WASHINGTON – A military branch of the intelligence community is buying commercially available databases of location data from smartphone apps and searching them for past American movements without a warrant. This emerges from an unclassified memo from the New York Times.
Defense Intelligence Agency analysts have searched a commercial database for the movements of Americans in five investigations over the past two and a half years, agency officials said in a memo they wrote for Senator Ron Wyden, Democrat of Oregon.
The disclosure sheds light on a looming loophole in data protection law in the digital age: In a landmark 2018 decision known as the Carpenter Decision, the Supreme Court ruled that constitutional government must obtain an arrest warrant Forcing telephone companies to hand over location information about their customers. But the government can buy similar data from a broker instead – and doesn't think they need an arrest warrant for it.
"D.I.A. Carpenter's decision to seek a judicial arrest warrant confirming the purchase or use of commercially available data for intelligence purposes should not be interpreted in that way," the agency said in the memo.
Mr. Wyden has made it clear that he intends to propose laws to protect American privacy related to commercially available location data. In a Senate speech earlier this week, he denounced the "where, instead of receiving an order, the government is simply buying Americans' private records from those bad and unregulated commercial data brokers who are simply above the law."
He described the practice as unacceptable and an interference with constitutional data protection rights. "The fourth amendment is not for sale," he said.
The government's use of commercial databases containing location information has been increasingly scrutinized. Many smartphone apps log the locations of their users, and the app makers can aggregate the data and sell it to brokers who can then resell it – including the government.
The government is known to sometimes use such data for law enforcement purposes on home soil.
The Wall Street Journal reported last year about law enforcement agencies using such data. In particular, two departments of the Ministry of Homeland Security – Immigration and Customs Control and Customs and Border Protection – used the data to monitor the border and investigate immigrants who were later arrested.

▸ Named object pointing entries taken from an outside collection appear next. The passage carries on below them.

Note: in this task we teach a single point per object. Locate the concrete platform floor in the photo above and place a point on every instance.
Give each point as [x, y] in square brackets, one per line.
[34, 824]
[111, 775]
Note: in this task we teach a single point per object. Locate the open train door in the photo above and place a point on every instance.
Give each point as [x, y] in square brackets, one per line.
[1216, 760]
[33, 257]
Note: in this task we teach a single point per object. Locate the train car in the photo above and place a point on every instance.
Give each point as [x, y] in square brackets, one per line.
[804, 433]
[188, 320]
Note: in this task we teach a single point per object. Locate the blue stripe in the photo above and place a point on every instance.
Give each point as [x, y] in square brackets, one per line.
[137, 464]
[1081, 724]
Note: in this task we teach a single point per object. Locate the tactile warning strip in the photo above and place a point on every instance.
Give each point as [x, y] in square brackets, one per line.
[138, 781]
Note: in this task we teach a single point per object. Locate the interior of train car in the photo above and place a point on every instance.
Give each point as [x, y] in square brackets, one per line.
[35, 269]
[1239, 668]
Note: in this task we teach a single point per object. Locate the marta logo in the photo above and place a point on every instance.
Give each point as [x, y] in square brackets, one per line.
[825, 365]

In October, BuzzFeed reported the existence of a legal memo from the Department of Homeland Security stating that law enforcement agencies were lawfully allowed to purchase and use location data from smartphones without a warrant. The inspector general of the department has initiated an internal review.
The military is also known to sometimes use location data for intelligence purposes.

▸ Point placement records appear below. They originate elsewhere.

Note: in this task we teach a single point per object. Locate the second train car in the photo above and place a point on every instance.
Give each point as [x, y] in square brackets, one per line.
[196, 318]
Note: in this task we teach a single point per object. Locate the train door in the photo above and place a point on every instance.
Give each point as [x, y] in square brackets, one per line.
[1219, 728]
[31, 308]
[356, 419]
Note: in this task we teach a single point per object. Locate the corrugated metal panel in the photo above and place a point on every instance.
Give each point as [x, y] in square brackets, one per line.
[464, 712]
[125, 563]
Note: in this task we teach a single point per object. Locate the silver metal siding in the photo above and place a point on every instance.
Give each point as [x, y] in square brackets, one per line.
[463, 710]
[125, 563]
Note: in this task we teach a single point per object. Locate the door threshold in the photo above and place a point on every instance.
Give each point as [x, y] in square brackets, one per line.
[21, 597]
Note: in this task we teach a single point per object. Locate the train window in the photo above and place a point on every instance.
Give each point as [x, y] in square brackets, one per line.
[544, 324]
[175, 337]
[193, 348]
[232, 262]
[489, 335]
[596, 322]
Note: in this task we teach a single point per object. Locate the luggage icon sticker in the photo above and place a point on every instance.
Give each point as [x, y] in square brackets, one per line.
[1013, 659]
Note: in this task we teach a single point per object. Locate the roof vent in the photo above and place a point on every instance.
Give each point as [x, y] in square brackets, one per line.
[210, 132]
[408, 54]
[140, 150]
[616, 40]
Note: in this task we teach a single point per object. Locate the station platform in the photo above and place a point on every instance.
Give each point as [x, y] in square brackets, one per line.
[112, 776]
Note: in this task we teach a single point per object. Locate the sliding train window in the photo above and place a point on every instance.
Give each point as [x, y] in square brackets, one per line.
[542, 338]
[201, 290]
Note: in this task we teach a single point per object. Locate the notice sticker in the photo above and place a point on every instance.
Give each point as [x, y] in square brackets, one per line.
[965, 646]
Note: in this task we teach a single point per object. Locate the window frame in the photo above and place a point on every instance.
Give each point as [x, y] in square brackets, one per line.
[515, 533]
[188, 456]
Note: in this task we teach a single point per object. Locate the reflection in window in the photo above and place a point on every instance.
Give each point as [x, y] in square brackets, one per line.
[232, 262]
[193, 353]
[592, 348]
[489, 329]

In November, Vice's motherboard tech blog reported that Muslim Pro, a Muslim prayer and Quran app, had sent its users' location data to a broker called X-Mode, which in turn sold it to defense companies and the U.S. military. Muslim Pro then said it would stop sharing data with X-Mode, and Apple and Google said they would ban apps that use the company's tracking software from phones running their mobile operating systems.
The new memo for Mr. Wyden, written in response to requests from a privacy and cybersecurity assistant in his office, Chris Soghoian, complements this emerging mosaic.
The Defense Intelligence Agency appears to primarily buy and use location data for investigations into foreigners abroad. One of its main tasks is to discover threats to American forces around the world.
However, the memo states that the unidentified broker or brokers that the government buys bulk smartphone location data from does not separate American and overseas users. Instead, the Defense Intelligence Agency processes the incoming data to filter the records that appear to be on home soil and stores them in a separate database.
Agency analysts are only allowed to consult this separate database of American data if they have special permission. The memo goes on to say, “Permission to query US equipment location data has been granted five times for authorized purposes in the past two and a half years. ”
Mr. Wyden asked Avril D. Haines, President Biden's new director of national intelligence, during her confirmation hearing this week about what he called "misuse" of commercially available location information. Ms. Haines said she was not up to date on the issue but stressed the importance of the government being open to the rules by which it operates.
"I would try to essentially publish a framework that will help people understand the circumstances under which we are doing this and the legal basis under which we are doing this," she said. "I think that is part of what is vital to promoting transparency in general, so that people understand the guidelines by which the intelligence services operate."
Mr Wyden's impending legislation on the matter is likely to be embroiled in a major surveillance debate that flared up in Congress last year before it ran aground after unpredictable statements by President Donald J. Trump as he fueled his complaints about the Russia investigation and threatened to veto the bill and not make it clear what would satisfy him.
With Mr Biden in office, the legislature will resume this unresolved issue. The legislation focused on reviving several provisions of the Patriot Act that had expired and whether new safeguards should be put in place, including prohibiting the use of a part known as Section 215 to gather information about surfing the Internet without guarantee.